In California, average summer temperatures have increased by about 1.8°C since 1896 and are estimated to be more than 2°C higher than in pre-industrial times by 2040. In these circumstances, according to experts, it will be necessary, among other things, to invest in the protection of forests and the development of urban green spaces, in particular by planting crops that can withstand the climate crisis and combat drought on the one hand and refresh the environment on the other To improve air quality and make residential areas more livable. Los Angeles has already taken some measures in this direction.

1705826426 221 Los Angeles considers giving up its palm trees

(AP Photo/Jae C. Hong)

The city's environmental agency has made it clear that its plan to plant new trees does not include palm trees. Even the Department of Forestry and Fire Protection does not allow the winners of its tenders to plant palm trees because they are high-maintenance and provide little benefit: “The cost-benefit ratio is not positive,” the head of the Forestry Department told the Los Angeles department Times, Walter Passmore.

The Beverly Hills Urban Green Management Plan, prepared by the Dudek company, recommends that palm trees that do not have historical significance or provide tourism benefits “should be evaluated and selected for removal and replacement with trees that provide more shade.” ». Among other things, the Los Angeles Department of Forestry Sciences said it is working with other management agencies to figure out how to create more space to replace the palms with trees that provide more shade and may be native.

As arborist Ryan Allen, one of the Dudek experts who helped assess conditions in the city, told the Los Angeles Times: “Between a palm tree and a shade plant, planting a palm tree is like missing an opportunity .”
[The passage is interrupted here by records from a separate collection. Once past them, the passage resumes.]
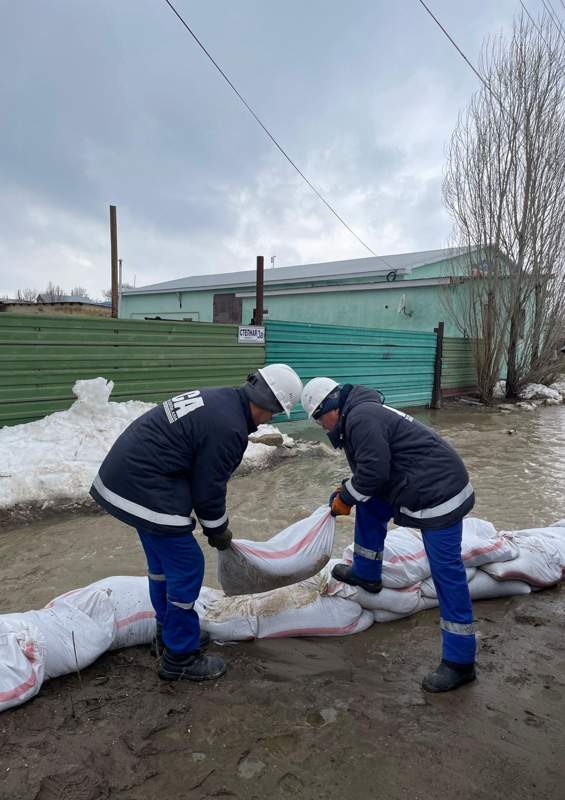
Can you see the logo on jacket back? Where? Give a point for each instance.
(182, 404)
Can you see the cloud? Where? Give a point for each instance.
(114, 103)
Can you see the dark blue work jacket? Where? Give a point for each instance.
(175, 459)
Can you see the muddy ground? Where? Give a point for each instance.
(307, 718)
(312, 718)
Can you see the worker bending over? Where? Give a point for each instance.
(405, 470)
(174, 460)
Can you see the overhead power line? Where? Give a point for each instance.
(270, 135)
(554, 18)
(462, 54)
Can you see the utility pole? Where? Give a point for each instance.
(119, 286)
(436, 391)
(114, 257)
(258, 311)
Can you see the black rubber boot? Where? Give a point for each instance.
(341, 572)
(158, 645)
(190, 666)
(449, 675)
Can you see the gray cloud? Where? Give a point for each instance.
(114, 103)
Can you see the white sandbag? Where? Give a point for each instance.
(401, 601)
(404, 562)
(298, 610)
(538, 562)
(296, 553)
(484, 587)
(73, 634)
(481, 544)
(21, 662)
(553, 533)
(133, 612)
(429, 587)
(390, 616)
(226, 619)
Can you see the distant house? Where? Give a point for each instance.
(398, 292)
(67, 304)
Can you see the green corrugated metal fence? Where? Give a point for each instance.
(399, 363)
(458, 370)
(40, 359)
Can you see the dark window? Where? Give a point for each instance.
(227, 308)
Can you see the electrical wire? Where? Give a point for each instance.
(554, 18)
(271, 137)
(462, 54)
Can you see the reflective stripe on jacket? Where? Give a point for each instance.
(176, 459)
(403, 462)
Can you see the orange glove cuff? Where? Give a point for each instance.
(339, 508)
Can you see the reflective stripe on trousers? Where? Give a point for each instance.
(371, 519)
(443, 548)
(176, 570)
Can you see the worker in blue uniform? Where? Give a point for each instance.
(173, 461)
(403, 470)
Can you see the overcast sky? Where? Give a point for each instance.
(112, 101)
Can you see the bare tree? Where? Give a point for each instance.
(80, 291)
(27, 295)
(505, 189)
(53, 292)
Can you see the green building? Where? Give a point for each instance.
(397, 292)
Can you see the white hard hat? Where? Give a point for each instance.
(284, 383)
(315, 392)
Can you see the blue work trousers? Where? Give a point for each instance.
(176, 570)
(443, 548)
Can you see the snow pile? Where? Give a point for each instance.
(559, 386)
(56, 458)
(77, 627)
(537, 391)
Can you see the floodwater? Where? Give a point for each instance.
(516, 462)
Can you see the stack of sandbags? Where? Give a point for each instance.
(67, 636)
(541, 557)
(296, 553)
(298, 610)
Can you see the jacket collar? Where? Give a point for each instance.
(251, 427)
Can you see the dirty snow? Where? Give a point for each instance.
(56, 458)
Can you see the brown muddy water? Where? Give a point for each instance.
(516, 462)
(306, 718)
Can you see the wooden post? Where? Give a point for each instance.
(436, 391)
(114, 257)
(259, 290)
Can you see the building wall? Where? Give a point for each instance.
(424, 306)
(169, 305)
(72, 309)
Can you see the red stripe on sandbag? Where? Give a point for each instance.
(121, 623)
(268, 554)
(11, 694)
(313, 631)
(410, 557)
(479, 551)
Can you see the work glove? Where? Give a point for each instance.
(333, 495)
(338, 507)
(220, 541)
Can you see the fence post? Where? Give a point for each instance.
(259, 292)
(436, 391)
(114, 259)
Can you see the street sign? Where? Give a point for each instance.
(251, 334)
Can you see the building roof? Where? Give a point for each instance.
(374, 266)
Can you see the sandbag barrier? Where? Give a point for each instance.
(298, 596)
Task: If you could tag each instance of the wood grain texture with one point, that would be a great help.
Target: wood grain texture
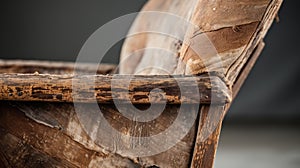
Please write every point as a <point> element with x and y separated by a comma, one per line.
<point>209,128</point>
<point>226,34</point>
<point>58,68</point>
<point>70,88</point>
<point>49,133</point>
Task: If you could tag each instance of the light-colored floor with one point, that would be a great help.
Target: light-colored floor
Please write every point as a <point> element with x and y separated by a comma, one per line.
<point>259,147</point>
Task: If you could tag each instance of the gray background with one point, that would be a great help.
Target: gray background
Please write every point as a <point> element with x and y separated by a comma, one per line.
<point>56,30</point>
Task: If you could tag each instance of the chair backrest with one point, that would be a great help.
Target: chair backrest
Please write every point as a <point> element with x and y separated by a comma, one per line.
<point>228,26</point>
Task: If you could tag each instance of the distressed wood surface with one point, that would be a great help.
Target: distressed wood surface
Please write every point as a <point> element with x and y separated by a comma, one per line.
<point>106,89</point>
<point>52,67</point>
<point>45,134</point>
<point>227,32</point>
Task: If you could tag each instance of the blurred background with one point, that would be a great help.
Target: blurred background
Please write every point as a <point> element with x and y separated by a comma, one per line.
<point>262,127</point>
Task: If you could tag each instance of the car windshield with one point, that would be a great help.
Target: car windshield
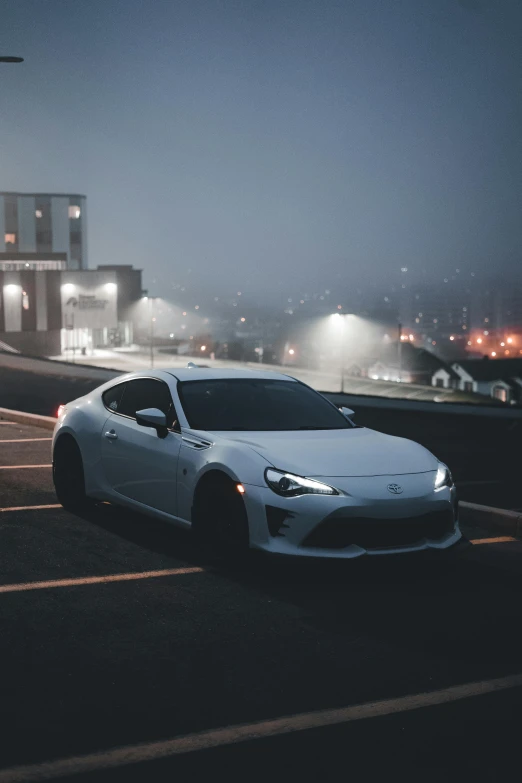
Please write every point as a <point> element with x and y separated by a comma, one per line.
<point>257,405</point>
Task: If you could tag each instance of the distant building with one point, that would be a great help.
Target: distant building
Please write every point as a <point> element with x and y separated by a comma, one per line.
<point>43,231</point>
<point>412,365</point>
<point>497,378</point>
<point>50,312</point>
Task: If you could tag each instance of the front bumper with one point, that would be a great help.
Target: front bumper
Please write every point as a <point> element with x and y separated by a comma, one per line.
<point>364,520</point>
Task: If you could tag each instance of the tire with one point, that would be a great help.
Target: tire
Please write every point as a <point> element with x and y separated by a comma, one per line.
<point>68,476</point>
<point>220,520</point>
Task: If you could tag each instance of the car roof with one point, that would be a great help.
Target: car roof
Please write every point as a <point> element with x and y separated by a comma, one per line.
<point>224,373</point>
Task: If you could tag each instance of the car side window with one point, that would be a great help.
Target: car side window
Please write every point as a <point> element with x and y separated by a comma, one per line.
<point>148,393</point>
<point>113,396</point>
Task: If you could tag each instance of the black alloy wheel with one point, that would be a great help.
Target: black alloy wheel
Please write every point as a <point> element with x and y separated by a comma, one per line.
<point>68,476</point>
<point>220,520</point>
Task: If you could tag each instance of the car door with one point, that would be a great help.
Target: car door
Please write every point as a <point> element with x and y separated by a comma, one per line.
<point>136,462</point>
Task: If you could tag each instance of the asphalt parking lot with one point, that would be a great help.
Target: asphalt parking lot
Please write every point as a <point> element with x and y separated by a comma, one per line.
<point>120,640</point>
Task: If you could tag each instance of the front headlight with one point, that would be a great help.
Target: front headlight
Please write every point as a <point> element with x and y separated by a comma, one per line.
<point>443,477</point>
<point>288,485</point>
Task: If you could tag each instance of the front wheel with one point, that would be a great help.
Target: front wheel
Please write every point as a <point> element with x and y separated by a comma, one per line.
<point>68,476</point>
<point>220,521</point>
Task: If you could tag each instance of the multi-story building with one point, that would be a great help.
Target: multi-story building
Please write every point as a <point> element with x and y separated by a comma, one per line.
<point>51,312</point>
<point>43,231</point>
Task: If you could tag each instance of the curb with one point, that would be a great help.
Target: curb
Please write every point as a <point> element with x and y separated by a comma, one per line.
<point>46,422</point>
<point>498,519</point>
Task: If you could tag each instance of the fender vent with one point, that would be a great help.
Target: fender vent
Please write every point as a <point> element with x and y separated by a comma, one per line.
<point>275,518</point>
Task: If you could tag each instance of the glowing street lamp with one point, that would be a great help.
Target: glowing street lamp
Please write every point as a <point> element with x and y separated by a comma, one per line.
<point>341,319</point>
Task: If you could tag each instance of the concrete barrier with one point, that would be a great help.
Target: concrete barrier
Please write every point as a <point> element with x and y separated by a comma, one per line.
<point>19,417</point>
<point>499,520</point>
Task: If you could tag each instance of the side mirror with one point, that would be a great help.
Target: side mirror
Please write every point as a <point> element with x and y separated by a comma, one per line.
<point>153,417</point>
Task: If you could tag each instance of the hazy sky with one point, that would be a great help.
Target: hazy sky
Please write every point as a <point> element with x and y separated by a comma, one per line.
<point>274,144</point>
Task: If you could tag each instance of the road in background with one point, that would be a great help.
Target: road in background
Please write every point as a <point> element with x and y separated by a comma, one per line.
<point>481,446</point>
<point>94,665</point>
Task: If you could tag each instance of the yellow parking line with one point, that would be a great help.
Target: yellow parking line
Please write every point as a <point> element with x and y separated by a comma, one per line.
<point>24,440</point>
<point>245,732</point>
<point>94,580</point>
<point>29,508</point>
<point>19,467</point>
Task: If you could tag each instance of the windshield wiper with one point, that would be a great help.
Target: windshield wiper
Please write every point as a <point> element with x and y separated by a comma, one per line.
<point>312,427</point>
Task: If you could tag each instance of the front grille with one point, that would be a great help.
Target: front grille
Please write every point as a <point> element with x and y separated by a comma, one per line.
<point>340,532</point>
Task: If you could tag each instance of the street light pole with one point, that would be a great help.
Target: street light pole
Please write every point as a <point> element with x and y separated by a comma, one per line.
<point>399,350</point>
<point>151,334</point>
<point>343,350</point>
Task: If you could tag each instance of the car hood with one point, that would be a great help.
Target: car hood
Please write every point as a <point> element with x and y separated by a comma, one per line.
<point>354,452</point>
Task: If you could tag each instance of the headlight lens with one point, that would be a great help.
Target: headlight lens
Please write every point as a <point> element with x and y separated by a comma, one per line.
<point>443,477</point>
<point>289,485</point>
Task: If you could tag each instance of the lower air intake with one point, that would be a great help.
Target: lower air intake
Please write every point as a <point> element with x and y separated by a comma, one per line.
<point>341,532</point>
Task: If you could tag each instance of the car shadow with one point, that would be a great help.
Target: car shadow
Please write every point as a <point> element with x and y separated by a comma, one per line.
<point>451,606</point>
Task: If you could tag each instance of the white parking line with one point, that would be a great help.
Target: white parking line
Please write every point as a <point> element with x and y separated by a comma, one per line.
<point>19,467</point>
<point>96,580</point>
<point>29,508</point>
<point>24,440</point>
<point>151,751</point>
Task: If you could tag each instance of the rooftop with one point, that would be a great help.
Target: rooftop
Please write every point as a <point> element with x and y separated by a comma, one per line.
<point>486,369</point>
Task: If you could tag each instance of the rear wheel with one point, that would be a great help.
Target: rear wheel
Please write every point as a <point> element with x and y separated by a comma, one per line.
<point>220,521</point>
<point>68,475</point>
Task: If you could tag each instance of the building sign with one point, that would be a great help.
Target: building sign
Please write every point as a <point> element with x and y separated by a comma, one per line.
<point>89,300</point>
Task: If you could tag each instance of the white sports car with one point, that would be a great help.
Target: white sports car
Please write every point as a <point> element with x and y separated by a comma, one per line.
<point>252,459</point>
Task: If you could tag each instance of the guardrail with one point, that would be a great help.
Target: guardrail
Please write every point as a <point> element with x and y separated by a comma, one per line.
<point>498,519</point>
<point>19,417</point>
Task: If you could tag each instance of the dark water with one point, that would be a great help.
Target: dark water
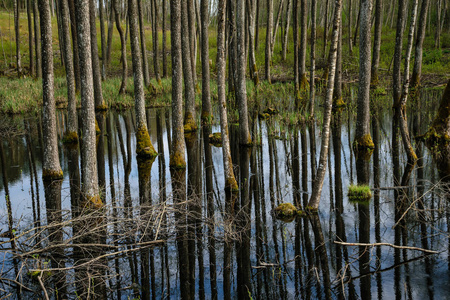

– Also read: Planting more trees is not enough to save the world

However, the Los Angeles landscape is unlikely to see major upheaval, at least for the foreseeable future.

The Los Angeles Times claims that palm trees will likely remain in the city for a long time, both because it is likely that people will continue to plant them on private property and because some neighborhoods are replacing some of the dead palm trees with other palm trees for landscaping reasons Uniformity. Even Elizabeth Skrat, the head of the local government's City Plants program, “seriously doubts that palm trees will disappear completely.” According to Jared Farmer, history professor and author of the book “Trees in Paradise,” “the big one could be Palm Death” in Los Angeles instead becomes one of the typical dystopian stories of Hollywood cinema: “a failed American experiment”.